Ich habe immer viel von Akzeptanz meiner Krankheit, meines Wesens geschrieben, doch ich kann diese Gefühle mit ihren körperlichen Begleiterscheinungen oft nicht mehr ertragen.
Ich versuche gerade, mir ein "sicheres", ruhiges Umfeld zu schaffen, in dem ich Belastungen, vor allem die zu große, teuere und laute Wohnung, abzugeben oder zu entsorgen. Aber es macht mir Angst! Ich muss eine neue Bleibe anmieten, muss Umzug organisieren, muss hier kündigen... und alles in einer absehbaren Zeitspanne.
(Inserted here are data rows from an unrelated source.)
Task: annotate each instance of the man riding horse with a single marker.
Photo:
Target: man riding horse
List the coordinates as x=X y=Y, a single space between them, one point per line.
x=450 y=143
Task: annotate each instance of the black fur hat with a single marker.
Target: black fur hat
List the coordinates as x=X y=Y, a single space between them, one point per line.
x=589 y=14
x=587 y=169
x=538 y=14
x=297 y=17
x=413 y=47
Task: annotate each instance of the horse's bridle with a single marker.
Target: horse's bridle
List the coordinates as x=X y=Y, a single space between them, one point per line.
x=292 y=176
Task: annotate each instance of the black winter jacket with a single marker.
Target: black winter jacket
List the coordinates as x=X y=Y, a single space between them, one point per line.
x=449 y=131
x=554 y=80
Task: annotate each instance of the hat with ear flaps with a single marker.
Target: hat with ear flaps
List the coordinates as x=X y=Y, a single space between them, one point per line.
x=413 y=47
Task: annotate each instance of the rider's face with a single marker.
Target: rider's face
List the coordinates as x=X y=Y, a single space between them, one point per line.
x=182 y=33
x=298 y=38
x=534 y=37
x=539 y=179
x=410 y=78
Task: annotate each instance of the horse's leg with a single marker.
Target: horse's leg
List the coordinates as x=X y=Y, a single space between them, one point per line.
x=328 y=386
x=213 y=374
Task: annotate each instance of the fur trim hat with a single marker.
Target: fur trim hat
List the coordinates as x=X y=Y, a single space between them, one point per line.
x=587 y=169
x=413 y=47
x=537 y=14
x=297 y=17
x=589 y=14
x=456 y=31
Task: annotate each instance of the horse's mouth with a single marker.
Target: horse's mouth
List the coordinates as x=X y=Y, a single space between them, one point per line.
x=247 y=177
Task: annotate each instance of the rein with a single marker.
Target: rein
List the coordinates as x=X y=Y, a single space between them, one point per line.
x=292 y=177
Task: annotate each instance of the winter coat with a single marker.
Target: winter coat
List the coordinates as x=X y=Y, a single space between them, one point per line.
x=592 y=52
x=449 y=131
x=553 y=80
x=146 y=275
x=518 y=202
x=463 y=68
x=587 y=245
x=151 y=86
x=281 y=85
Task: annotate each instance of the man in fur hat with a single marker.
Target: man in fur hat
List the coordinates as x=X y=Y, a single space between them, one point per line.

Ich bin da zwar nicht alleine, doch die Grundlagen zu schaffen, fühle ich mich oft alleine gelassen. Da kommen auch mal von meinem Partner Wiedersprüche oder er hat die Haltung, dass sich alles schon irgendwie regeln lässt. Ich kann aber nur damit umgehen, wenn alles abgklärt ist... und das eigentlich bei Allem.
Manchmal (oder auch öfter) möchte ich alles hinschmeißen, mich verkriechen oder "einfach" garnichts mehr machen.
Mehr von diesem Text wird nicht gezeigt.